Ultimately I still want to store my backups on my NAS, since it has plenty of space as well as RAID.
As I said I had planned to do, I have reverted to the initail setup moving the storage back to NAS over SFTP. I did this on the 25th after removing the broken files, repaining the db and purging.
So far I didn’t see any misbehaviour but it’s 1 week only. Last time it took from the 4th of January to the 21st to experience the problem.(or at least to be notified the waring).
At the current stage I would say that a bug in SMB/CIFS handling is the most likely candidate, but here I would wait for some feedback by the devs.
I am inclined to agree with you on this. I have been running 3 concurrent jobs backing up the same two sources (six backup jobs in total) to a CIFS share on the NAS, an FTPS share on the NAS, and local storage on the system running Duplicati. The only jobs that continue to show this error are the ones where the CIFS share is the destination.
I am just at day 10 for one of the FTPS destination jobs so I will continue running this but I am hopeful that the issue is resolved by not using CIFS.
I’m wondering if there’s a destination file count limit at which point CIFS gets unhappy and the error starts manifesting…that could explain why it takes a while of working backups before the problem starts appearing…

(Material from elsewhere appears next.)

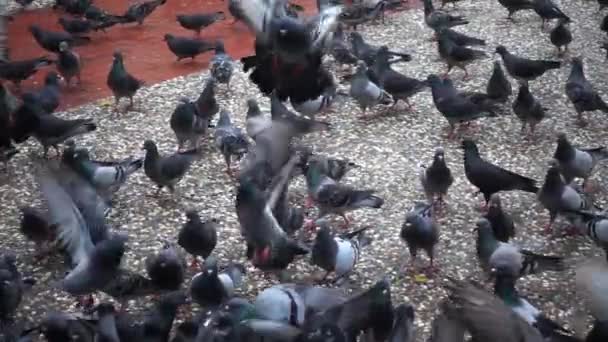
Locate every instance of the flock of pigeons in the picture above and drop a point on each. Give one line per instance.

Ha! I thought it was a good theory until I remembered the second (smaller) backup job. To be honest I thought I was all alone in this one until @Amanz posted. I never considered FTPS or SFTP as another option. It’s not ideal as I think it’s slower than SMB (protocol overhead maybe?), but I’ll take it if the backups work.
I don’t think it’s related to file count: I had the same issue on December 28th, with less remote storage files, corrected it and then it seemed to be working fine until January 21st.

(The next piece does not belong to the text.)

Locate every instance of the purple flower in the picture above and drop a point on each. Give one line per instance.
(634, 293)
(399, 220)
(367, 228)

I’m wondering if it’s just the two of us having this issue, I would say CIFS would be a rather common solution for most users that do not require cloud storage…
Based on the evidence, I’d agree with that. Unfortunately I don’t yet have another thought on what the issue could be.
Unfortunately, there’s no stats to tell us if a user has CIFS at the destination or not so I can’t say how many people are using CIFS vs. having issues. Perhaps there’s some other commonality for you two - maybe the CIFS version or distribution / kernel on which it’s running?
Kenkendk (the main developer of Duplicati) has posted a few times in this topic - what sort of feedback are you looking for? With over 600k “file system” destination backups in January (I don’t know how many were to a CIFS destination, but my backups are one of them) if this were a general CIFS issue there would be lots of reports of the problem.
So until we can replicate the issue, the best we can do is rely on your patience and willingness to try different things and provide feedback until we can start narrowing down possible causes. If it gets to the point that we think we have an idea of the cause but still can’t replicate it ourselves we could even publish a canary version with specific handling or reporting for what we THINK it might be and ask you to use that version to see if it fixes the problem.